I think there can be little doubt of his guilt, with the particular injury being the clincher. If that’s supposed to be the junk science I’d like to know why… Assuming he’s out on legitimate Brady violation rather than any substantive doubt about guilt, I very much doubt a new jury will find differently. In itself Brady violation, while legally improper and immoral, does not imply innocence, nor that but for the violation there would have been acquittal or anything approaching it, just that there *may* have been less surety of guilt. The judge presumably thinks that the non-disclosure *could have* have affected the verdict, however unlikely. If she’s right then the retrial’s right – but from what I’ve read reported of what was withheld I can’t see it making material difference to assessment of guilt and verdict. That withholding was wrong and stupid even if the judge is wrong in assessing its potential gravity as she has.
The usual chestnut about circumstantial only evidence is offered to cast doubt on guilt – as though most cases of guilt aren’t circumstantial (capitalizing on the ‘CSI effect’).
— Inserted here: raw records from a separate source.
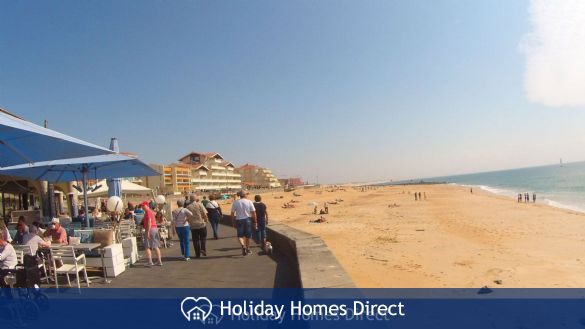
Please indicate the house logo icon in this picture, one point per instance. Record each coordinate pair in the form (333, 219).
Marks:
(197, 309)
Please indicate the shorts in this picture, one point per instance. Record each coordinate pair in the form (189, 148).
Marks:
(244, 227)
(152, 241)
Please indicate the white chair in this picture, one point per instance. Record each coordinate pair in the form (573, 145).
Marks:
(70, 264)
(22, 250)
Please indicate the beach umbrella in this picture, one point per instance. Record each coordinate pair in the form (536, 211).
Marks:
(114, 184)
(94, 167)
(126, 187)
(24, 142)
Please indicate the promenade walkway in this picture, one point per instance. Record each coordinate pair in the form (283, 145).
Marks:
(224, 267)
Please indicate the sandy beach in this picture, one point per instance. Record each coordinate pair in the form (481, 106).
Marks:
(384, 238)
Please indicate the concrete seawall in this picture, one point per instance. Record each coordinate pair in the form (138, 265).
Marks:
(308, 256)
Agree! The fact that he committed other thefts without killing anyone means little. This might have been the first time anyone caught him in the act.
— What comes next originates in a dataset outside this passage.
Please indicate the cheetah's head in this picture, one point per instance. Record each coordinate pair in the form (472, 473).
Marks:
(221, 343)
It remains unclear presently whether – assuming he’s found guilty again – the fault for his then-outrageous 13-month release (by the time of the next trial) will be of the original prosecution for the putative violation or of the releasing judge for myopia. Current prosecutor points out that multiple courts have ruled that any violation (I’m uncertain that violation is alleged or established) makes no material difference to the soundness of the verdict. It is indeed the case in criminal legal practice that whether through accident or design allegedly favourable evidence to the defence is unavailable, appeal courts consider whether that evidence could have made a difference to the verdict before ordering retrial (otherwise chaos would reign). Whether that estimation should be judged in light most favourable to the original verdict, as is legally the case, rather than ‘neutrally’ or most favourably to the defence is – morally speaking – trickier. But even if the latter it seems to me his guilt is established on the basis of what’s available online as to ‘new’ evidence.
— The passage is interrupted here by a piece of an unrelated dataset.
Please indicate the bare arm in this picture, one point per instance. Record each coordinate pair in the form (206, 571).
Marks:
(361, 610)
As an aside, assuming guilt, yet again we have the sheer nonsense of capital punishment recipient languishing on death row for 30 years – making a nonsense of that punishment. If capital punishment is indeed justice, justice delayed is justice denied – for 30 years. I’m opposed to capital punishment precisely for this amongst other reasons: it can’t and doesn’t happen quickly enough to make it meaningful and is, indeed, torturous because the condemned never knows when or even if the sentence will be executed. They live in permanent stress and even horror. We should not torture convicts. More authentic (to vic’s loved ones as well as convict) is commitment to life-imprisonment in capital cases (and ensuring it) and be done with the hugely expensive farrago surrounding death and the risk of getting it wrong.
So tragic. Poor Mrs. Nathan.
It really is a sad story all the way around…
So what’s the excuse for him having that virulent infection? I can’t believe he’s out of prison, for now.